Tag der Artenvielfalt 2026

Am gestrigen Sonntag wurde der „Tag der Artenvielfalt“ mit einem großen Fest im Botanischen Garten Bonn gefeiert. Die OAG Bonn war mit einem Stand dabei.

Am frühen Vormittag ging eine heftige Gewitterfront über das südliche Rheinland. Pünktlich zum Aufbau war es dann mit dem Regen vorbei und es sollte auch den ganzen Tag trocken bleiben. Dass die Sonne sich kaum zeigte, war nicht schlimm, nur die Informationsmaterialien wurden vom Wind ab und zu neu sortiert. Der Vogelgesang hielt aber den Tag über an und es wurde nicht so heiß wie in der Woche zuvor.

Insgesamt waren es beste Voraussetzungen, um den ganzen Tag über im Stundentakt vogelkundliche Exkursionen durch den Botanischen Garten anzubieten. Diese Führungen sin unbestritten das Highlight unserer Aktivitäten während des Tags der Artenvielfalt. Obwohl nicht besonders groß und inmitten dichter Bebauung gelegen, beherbergt der Botanische Garten in Bonn eine reiche Vogelwelt. Dazu tragen vor allem die schönen alten Bäume und die großflächigen Gewässer bei. Wir konnten den Teilnehmenden Sommergoldhähnchen ebenso zeigen wie Mäusebussard als auch Stockente und Teichhuhn mit ihren Jungen. Mehrere Dutzend Personen haben wir so für die Vogelbeobachtung begeistern können.

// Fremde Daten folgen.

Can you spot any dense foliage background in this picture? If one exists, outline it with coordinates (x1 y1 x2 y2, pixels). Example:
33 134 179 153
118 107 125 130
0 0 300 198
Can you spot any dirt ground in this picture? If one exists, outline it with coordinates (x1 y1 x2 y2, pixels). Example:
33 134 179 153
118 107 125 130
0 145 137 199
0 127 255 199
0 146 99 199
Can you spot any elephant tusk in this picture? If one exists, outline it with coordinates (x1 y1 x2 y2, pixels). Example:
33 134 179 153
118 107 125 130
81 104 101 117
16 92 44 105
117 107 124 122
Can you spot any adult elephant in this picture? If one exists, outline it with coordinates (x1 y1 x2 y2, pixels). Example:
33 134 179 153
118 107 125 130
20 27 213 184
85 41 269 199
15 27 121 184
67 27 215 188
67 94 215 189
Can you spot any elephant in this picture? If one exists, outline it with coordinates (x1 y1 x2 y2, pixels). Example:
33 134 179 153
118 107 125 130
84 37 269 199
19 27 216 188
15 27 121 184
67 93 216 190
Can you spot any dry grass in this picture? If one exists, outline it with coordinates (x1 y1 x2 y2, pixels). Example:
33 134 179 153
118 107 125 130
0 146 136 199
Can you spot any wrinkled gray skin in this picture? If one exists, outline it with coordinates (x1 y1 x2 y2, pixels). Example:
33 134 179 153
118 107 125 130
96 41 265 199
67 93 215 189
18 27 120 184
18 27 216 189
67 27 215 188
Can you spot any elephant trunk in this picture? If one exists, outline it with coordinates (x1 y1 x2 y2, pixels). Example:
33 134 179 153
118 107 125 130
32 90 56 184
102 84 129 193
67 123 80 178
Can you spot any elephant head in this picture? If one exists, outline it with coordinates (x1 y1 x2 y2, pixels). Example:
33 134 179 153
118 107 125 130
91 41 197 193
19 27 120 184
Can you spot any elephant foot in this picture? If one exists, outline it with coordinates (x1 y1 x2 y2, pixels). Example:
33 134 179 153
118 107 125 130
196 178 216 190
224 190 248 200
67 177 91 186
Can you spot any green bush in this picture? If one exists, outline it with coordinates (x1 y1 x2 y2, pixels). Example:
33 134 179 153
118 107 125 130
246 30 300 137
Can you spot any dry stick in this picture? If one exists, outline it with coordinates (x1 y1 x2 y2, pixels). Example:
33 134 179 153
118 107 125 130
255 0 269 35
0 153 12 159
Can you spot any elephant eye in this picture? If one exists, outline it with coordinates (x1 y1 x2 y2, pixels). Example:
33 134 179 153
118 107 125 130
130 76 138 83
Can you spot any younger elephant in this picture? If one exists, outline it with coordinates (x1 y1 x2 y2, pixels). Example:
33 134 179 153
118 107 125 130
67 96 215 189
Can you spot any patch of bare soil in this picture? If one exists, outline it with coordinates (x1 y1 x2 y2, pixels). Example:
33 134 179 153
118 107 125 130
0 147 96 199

Auch am Stand konnten wir uns intensiv mit den Besuchenden austauschen. Wir waren beschäftigt, unsere verschiedenen Tätigkeiten vorzustellen. So berichteten wir ausführlich für ADEBAR 2 und die diversen Monitoringprogramme von DDA und NWO, brachten Flyer von OAG Bonn und NWO unter die Leute und beantworteten vogelkundliche Fragen. Einige davon waren erstaunlich konkret, z.B. ging es um das Turmfalkenpaar an einem bestimmten Gebäude und selbst nach einer Artpatenschaft für den Atlas wurde bereits gefragt. Andere Fragen drehten sich um auch sonst häufig genannte Themen wie die Vogelfütterung.

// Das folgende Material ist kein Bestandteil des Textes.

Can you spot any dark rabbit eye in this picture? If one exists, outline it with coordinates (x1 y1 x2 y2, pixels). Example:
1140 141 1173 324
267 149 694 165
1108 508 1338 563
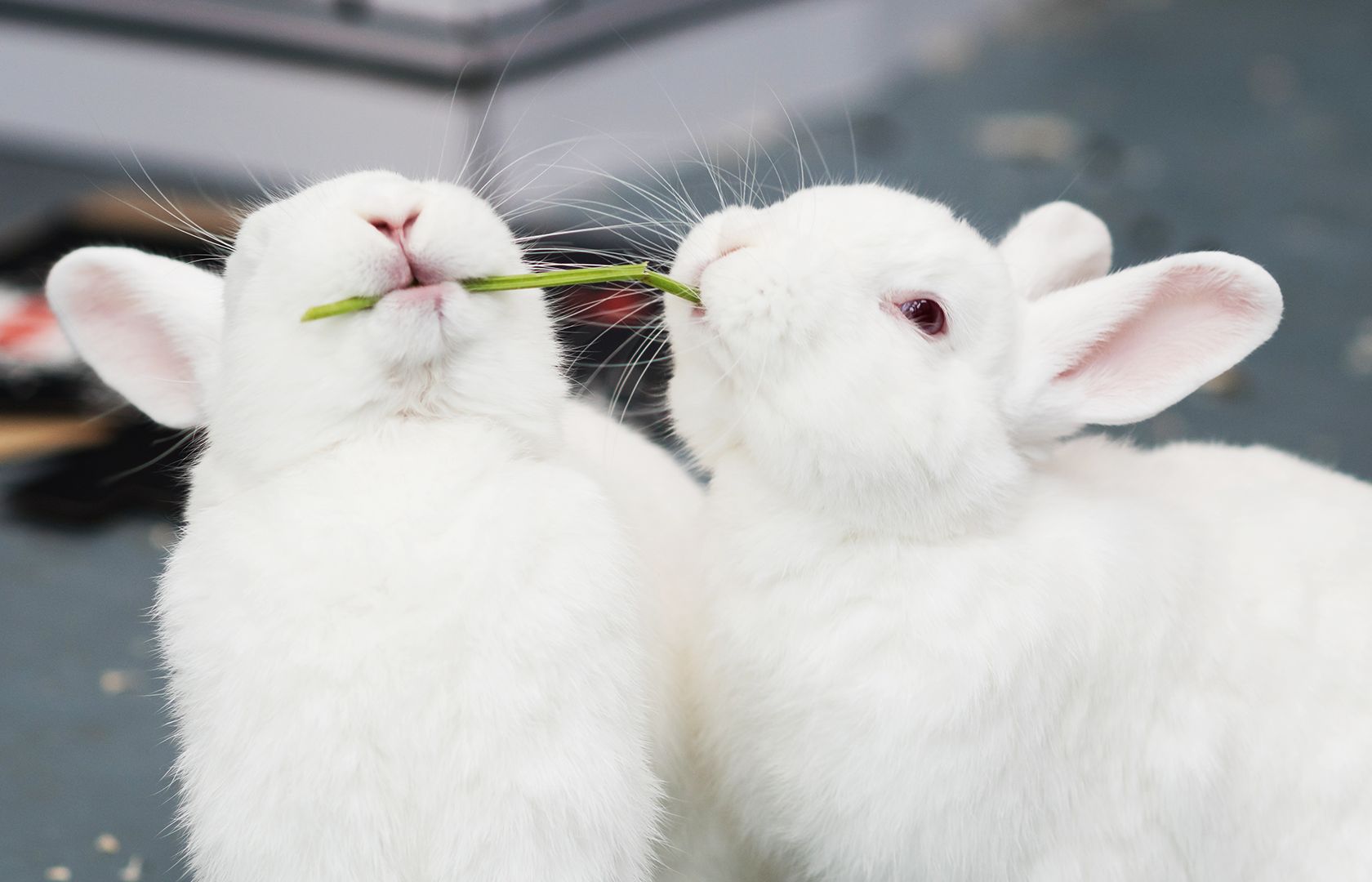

Die Veranstaltung endete um 17:00 Uhr. Leider war der Andrang etwas geringer als in den letzten Jahren. Vielleicht lag es daran, dass Stände auch außerhalb des Hauptgeländes standen. Auch hatten einige andere Verbände leider absagen müssen.

Umso begeisterter sind wir, dass uns die übgrigen rein ehrenamtliche Teilnahme wieder möglich war. Unser Dank geht an Esther Koch und Kathrin Schidelko für die exzellente Orga und an alle Beteiligten der OAG Bonn, die am Stand waren, Exkursionen geleitet haben und beim Ab- und Aufbau geholfen haben.

Vielen Dank an die Botanischen Gärten der Universität Bonn und alle Besucher:innen für die rundum gelungene Veranstaltung.

 

Exkursion ins Siebengebirge Mai 2026

Im Licht der Morgensonne starteten wir gegen 7:15 Uhr mit einer Gruppe von 15 vogelbegeisterten Personen am Wanderparkplatz Servatiushof. Der Hausrotschwanz an der Servatiuskapelle ließ zunächst auf sich warten, machte sich dann erst durch leise Rufe bemerkbar, bevor er sich dann auf dem Dach eines Gebäudes blicken ließ und schließlich auch anfing zu singen.

Ein wenig später machten wir einen Abstecher zu einer Kahlschlagfläche, auf der zwei Tage zuvor noch ein Baumpieper sang. Auch wenn wir den Baumpieper nicht entdeckt haben - ganz umsonst war der kleine Umweg nicht, weil wir dort dafür eine Hohltaube und ein Wintergoldhähnchen hören konnten. Wieder zurück auf der Strecke konnten wir direkt an zwei Stellen einen Waldbaumläufer hören.

Kurz vor dem letzten Anstieg bis zum Plateau auf dem Mittelberg flog ein Bussard über den Weg und verschwand schnell hinter den Baumwipfeln. Ich sah den Greifvogel für wenige Sekunden im Fernglas und mein erster Eindruck war der eines Wespenbussards, für eine ganz sichere Bestimmung war das Zeitfenster aber zu kurz. Gut also, dass der Bussard uns den Gefallen tat, noch eine zweite Runde zu drehen, bevor er schließlich abflog. Nachdem ihn nun viele gesehen haben, ließ er sich eindeutig als Wespenbussard bestimmen, u.a. mithilfe von Belegfotos. Währenddessen hatte sich ein Zilpzalp eine schöne Singwarte gesucht, auf der er so lange verweilte, dass man ihn sogar im Spektiv beobachten konnte. Im Hintergrund sang der erste Grauschnäpper, auch ein Gimpel war kurzzeitig zu sehen.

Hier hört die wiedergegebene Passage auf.